Fait historique, l’espérance de vie aux États-Unis a reculé selon une récente étude. Si les maladies liées au mode de développement et à la sur-consommation sont stigmatisées avec les phénomènes afférents d’obésité, de maladies cardio-vasculaires et autres pathologies associées, il apparaît après analyse que c’est bien les inégalités d’accès au système de soins qui pénalisent une large part des citoyens américains et fait chuter l’espérance de vie.
En France, si l’espérance de vie continue à croître grâce notamment aux progrès de la médecine, en revanche la durée de vie en bonne santé a reculé pour les femmes entre 2005 et 2008.
Les parlementaires d' Europe Ecologie Les Verts (EELV) mettent en exergue l’opacité du système de mise sur le marché de médicaments inefficaces et dangereux comme l’affaire du Médiator le démontre. La règle de base des 4 P (prudence, prévention, précaution, protection) n’est pas de mise en France.
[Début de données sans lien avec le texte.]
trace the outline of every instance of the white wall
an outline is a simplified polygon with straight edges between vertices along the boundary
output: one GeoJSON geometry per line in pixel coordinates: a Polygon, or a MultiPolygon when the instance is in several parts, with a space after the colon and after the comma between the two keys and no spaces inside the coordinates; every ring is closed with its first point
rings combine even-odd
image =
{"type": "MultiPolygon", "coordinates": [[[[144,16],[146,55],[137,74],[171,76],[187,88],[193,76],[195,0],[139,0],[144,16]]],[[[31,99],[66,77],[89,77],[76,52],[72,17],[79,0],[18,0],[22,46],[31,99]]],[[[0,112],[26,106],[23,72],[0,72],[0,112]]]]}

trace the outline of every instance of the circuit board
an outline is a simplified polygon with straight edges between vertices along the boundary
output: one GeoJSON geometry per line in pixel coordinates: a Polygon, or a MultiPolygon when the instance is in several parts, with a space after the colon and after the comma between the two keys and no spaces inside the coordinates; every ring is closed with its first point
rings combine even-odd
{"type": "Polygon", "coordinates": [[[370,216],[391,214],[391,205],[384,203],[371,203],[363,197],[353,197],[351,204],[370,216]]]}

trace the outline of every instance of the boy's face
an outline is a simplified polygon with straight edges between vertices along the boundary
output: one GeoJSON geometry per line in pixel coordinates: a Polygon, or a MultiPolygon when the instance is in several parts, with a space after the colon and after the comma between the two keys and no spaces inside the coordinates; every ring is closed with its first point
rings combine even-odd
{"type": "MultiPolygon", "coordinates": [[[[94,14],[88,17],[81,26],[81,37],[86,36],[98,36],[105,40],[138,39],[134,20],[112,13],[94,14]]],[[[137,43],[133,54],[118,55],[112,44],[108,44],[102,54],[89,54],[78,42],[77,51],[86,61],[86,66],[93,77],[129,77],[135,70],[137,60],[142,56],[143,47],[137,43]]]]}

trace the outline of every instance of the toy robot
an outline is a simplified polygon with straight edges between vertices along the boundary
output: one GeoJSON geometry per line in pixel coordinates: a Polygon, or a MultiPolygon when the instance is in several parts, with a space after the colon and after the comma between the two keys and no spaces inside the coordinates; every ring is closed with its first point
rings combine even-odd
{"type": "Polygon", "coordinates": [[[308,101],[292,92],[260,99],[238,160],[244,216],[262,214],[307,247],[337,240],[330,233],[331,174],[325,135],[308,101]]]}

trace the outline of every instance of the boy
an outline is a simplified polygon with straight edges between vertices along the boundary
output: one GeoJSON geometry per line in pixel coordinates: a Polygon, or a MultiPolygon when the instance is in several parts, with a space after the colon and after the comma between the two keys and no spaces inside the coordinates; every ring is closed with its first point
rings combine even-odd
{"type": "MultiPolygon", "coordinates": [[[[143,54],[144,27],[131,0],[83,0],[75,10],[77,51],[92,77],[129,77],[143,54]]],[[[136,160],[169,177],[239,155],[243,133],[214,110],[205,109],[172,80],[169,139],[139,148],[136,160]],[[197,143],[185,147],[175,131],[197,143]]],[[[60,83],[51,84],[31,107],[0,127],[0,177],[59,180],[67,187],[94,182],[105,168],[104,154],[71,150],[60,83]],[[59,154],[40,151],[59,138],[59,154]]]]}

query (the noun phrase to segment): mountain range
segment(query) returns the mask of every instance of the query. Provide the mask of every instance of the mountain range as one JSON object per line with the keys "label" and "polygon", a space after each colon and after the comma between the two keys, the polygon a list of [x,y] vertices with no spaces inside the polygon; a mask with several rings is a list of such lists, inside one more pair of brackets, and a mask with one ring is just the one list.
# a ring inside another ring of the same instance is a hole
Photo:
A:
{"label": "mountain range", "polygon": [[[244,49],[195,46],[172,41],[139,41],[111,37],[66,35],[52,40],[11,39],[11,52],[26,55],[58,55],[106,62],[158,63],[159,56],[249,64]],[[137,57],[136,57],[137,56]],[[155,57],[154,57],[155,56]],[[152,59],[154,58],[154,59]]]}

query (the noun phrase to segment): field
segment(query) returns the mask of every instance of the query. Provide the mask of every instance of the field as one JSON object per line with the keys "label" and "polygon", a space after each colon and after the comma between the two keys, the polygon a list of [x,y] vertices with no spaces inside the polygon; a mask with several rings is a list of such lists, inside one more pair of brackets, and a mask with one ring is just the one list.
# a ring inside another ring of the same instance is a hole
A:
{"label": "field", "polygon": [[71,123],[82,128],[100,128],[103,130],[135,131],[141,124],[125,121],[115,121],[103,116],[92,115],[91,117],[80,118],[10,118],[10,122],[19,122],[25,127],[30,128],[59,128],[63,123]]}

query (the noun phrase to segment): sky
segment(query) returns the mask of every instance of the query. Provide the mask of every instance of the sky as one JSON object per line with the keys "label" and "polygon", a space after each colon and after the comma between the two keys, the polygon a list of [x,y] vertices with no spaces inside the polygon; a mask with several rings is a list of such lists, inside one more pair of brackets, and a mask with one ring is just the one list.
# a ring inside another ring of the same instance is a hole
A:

Transparence et indépendance dans la mise sur le marché et l’évaluation des médicaments
Le manque d’indépendance des autorités sanitaires au niveau financier entraîne un manque d’indépendance au niveau de l’expertise technique et c’est bien là le noeud du problème : 67% des experts sont liés aux laboratoires pharmaceutiques. Seule la revue Prescrire est totalement indépendante dans l’éclairage du personnel médical et les conflits d’intérêts sont légion dans ce système. Selon le directeur adjoint de la CNAM, il y aurait en France environ 25 000 visiteurs médicaux employés par les laboratoires contre seulement 2 500 praticiens conseil de l’Assurance maladie et donc neutres. Pour sortir de ce cercle infernal, il faut doter l’AFSSAPS d’experts internes, statutaires de haut niveau et indépendants, détachés des universités et capables de prendre publiquement la responsabilité de leurs décisions. Il convient de resserrer les mailles du filet de notre système de pharmacovigilance et de renforcer l’indépendance, la transparence et l’impartialité des décisions ainsi que d’améliorer la formation continue des médecins (98% de celle-ci est aujourd’hui financée par les laboratoires).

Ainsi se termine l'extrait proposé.